If successful, this could be the groundwork for a more normalized democracy for a country that has historically been dominated by military juntas and dictators. Engagement from civil society has been high and is a key factor that can turn military victories into long-term successes. Still, nothing is guaranteed, and the fight is likely to be difficult.
On October 27, the Three Brotherhood Alliance, a coalition of three ethnic armed groups, launched a well-coordinated offensive in the eastern Shan state, the largest of Myanmar’s seven states by land area. The surprise attack successfully captured several government military installations by the Chinese border and has also inspired other armed groups to launch their own successful campaigns against the repressive Tatmadaw or State Administration Council, as the junta is called in Myanmar.
Myanmar has been under military rule for much of its history as an independent nation; as in many other Southeast Asian nations, democratic movements have struggled to gain traction against powerful and entrenched military interests. After a decade of democratic reforms driven by a series of popular uprisings against the military government, Myanmar seemed to break from the past; in 2015 and 2020, the country held free elections, which the NLD won handily.

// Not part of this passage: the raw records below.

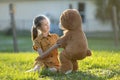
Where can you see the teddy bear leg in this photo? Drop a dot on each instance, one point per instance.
(75, 65)
(66, 64)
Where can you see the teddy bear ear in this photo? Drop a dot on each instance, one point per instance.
(70, 19)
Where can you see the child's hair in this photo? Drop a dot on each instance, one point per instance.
(36, 24)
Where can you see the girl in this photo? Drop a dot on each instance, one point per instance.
(42, 42)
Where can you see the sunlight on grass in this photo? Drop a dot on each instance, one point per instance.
(104, 65)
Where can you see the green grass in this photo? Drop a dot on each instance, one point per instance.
(102, 65)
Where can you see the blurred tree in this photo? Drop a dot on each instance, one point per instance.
(12, 11)
(109, 10)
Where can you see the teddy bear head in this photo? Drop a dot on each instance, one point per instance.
(70, 19)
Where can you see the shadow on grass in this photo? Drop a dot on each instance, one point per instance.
(72, 76)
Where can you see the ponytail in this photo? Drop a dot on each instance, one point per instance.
(34, 33)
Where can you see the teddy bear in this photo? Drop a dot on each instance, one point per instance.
(73, 42)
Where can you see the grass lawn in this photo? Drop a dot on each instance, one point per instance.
(103, 65)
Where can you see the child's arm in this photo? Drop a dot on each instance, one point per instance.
(46, 53)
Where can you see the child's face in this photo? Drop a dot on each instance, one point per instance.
(45, 26)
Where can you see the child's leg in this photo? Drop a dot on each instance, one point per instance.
(66, 64)
(75, 65)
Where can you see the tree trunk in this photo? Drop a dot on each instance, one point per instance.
(15, 46)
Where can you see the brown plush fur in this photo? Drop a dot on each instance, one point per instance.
(73, 41)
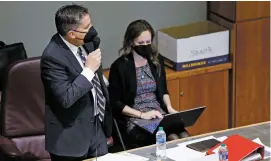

But the Tatmadaw seized power in 2021, igniting nearly three years of brutal civil conflict in which the government has killed thousands of civilians.
Though the Three Brotherhood Alliance and similar ethnic armed groups have not taken over the whole country and the Tatmadaw still has far more firepower than any of the armed groups, the October 27 offensive and ensuing military successes have kindled a cautious hope that the military dictatorship could be toppled.”